Alguna vez –en privado, señala una fuente confiable– un parlamentario andino se habría referido al puesto que ocupaba como una “beca” que le permitía viajar internacionalmente, dedicarse a sus lecturas personales, ensayar gestión de intereses y recibir el trato y los beneficios de un “padre de la patria” más. El hecho de que el Parlamento Andino sea un órgano deliberativo cuyas decisiones no son vinculantes ha limitado el alcance de su importancia a un nivel básicamente protocolar. Su reducida gravitación pública obviamente aligera la carga laboral de sus representantes, quienes, por ejemplo, ordinariamente sesionan dos veces al año.
El problema principal se originó cuando –con afán de dotarle legitimidad– se decidió elegir a los representantes de este foro a través de la elección popular, conjuntamente con las elecciones legislativas. El desconocimiento público sobre el Parlamento Andino y el otorgamiento arbitrario de una sobredimensionada relevancia electoral generaron la oportunidad para que políticos –la mayoría de media caña, al menos en el caso peruano– postularan a estos cargos de –prácticamente– nula rendición de cuentas. El diseño y uso improductivos dados a estos puestos han degenerado las intenciones que ameritaron el origen de esa instancia. Hoy, postular a las curules andinas es una suerte de premio consuelo para políticos camino a la jubilación, deseosos de retirarse del quehacer político por la puerta falsa, escapando del escrutinio ciudadano.
Los resultados electorales previos ya denotan la vergonzosa falta de legitimidad que ostentan los parlamentarios andinos (al menos en el Perú). En las elecciones del 2011, el voto en blanco fue el “vencedor” de dichos comicios, con un 26% del total de emitidos, seguido por la lista de Gana Perú (16%), Fuerza 2011 (14%) y el voto viciado (13%). Es decir, votos nulos y en blanco sumaron un 40%, cifra superior al 30% histórico de votos inválidos alcanzados en la fraudulenta segunda vuelta del 2000, cuando Alberto Fujimori corrió solo para alcanzar su segunda reelección consecutiva. En otros países afectados por esta infamia, como Colombia, se hicieron campañas ciudadanas para sabotear las elecciones a parlamentarios andinos a través del voto en blanco y hasta acuerdos políticos entre partidos para no presentar listas a estos puestos. En las dos veces que los colombianos eligieron popularmente estos cargos, el voto en blanco superó la mitad de electores, al punto que la última vez los comicios tuvieron que repetirse (con el añadido de que ninguno de los aspirantes originales pudo presentarse nuevamente).

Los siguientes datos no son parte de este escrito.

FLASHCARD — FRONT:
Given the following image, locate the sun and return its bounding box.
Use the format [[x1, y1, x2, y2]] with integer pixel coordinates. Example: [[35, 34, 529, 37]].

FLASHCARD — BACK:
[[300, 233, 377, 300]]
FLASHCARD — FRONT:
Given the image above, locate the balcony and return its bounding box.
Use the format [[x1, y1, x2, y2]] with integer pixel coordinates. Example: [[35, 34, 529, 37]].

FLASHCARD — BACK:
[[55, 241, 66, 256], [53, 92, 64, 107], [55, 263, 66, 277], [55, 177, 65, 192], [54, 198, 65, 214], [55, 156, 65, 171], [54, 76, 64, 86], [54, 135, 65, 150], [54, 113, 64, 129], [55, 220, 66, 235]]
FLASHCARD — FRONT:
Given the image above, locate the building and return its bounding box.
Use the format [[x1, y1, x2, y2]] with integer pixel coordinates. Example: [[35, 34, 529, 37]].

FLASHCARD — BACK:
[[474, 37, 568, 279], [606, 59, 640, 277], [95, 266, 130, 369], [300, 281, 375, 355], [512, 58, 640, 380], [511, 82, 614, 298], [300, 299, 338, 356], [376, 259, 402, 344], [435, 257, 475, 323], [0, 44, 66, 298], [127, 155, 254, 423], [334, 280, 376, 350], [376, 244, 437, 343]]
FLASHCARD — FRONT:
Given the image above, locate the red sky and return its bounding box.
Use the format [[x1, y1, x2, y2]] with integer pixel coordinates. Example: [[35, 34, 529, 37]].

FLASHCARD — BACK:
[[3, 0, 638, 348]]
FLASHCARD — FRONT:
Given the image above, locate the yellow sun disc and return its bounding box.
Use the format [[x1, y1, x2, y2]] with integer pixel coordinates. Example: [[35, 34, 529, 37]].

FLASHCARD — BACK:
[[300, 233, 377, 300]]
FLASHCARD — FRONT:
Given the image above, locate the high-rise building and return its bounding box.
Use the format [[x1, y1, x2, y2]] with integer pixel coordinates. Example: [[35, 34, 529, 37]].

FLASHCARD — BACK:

Propongo que en estas elecciones, donde los partidos siguen contrabandeándonos reciclaje político en sus listas andinas, promovamos una campaña del voto en blanco al Parlamento Andino. Sería una protesta en contra de lo que se ha convertido esta institución: una especie de burocratismo de las relaciones de integración, demasiado oneroso y superficial como para mantenerlo como está. Recordemos que votar en blanco (o viciado) es una de las muestras más auténticas de rechazo al ‘establishment’ político y a su oferta electoral, porque hiere al sistema en lo fundamental: les resta legitimidad a quienes –a pesar de la desafección ciudadana– asumen cargos de representación política. Esta es nuestra oportunidad –y sobre todo nuestro derecho– de no seguir eligiendo –por ‘default’– otorongos andinos.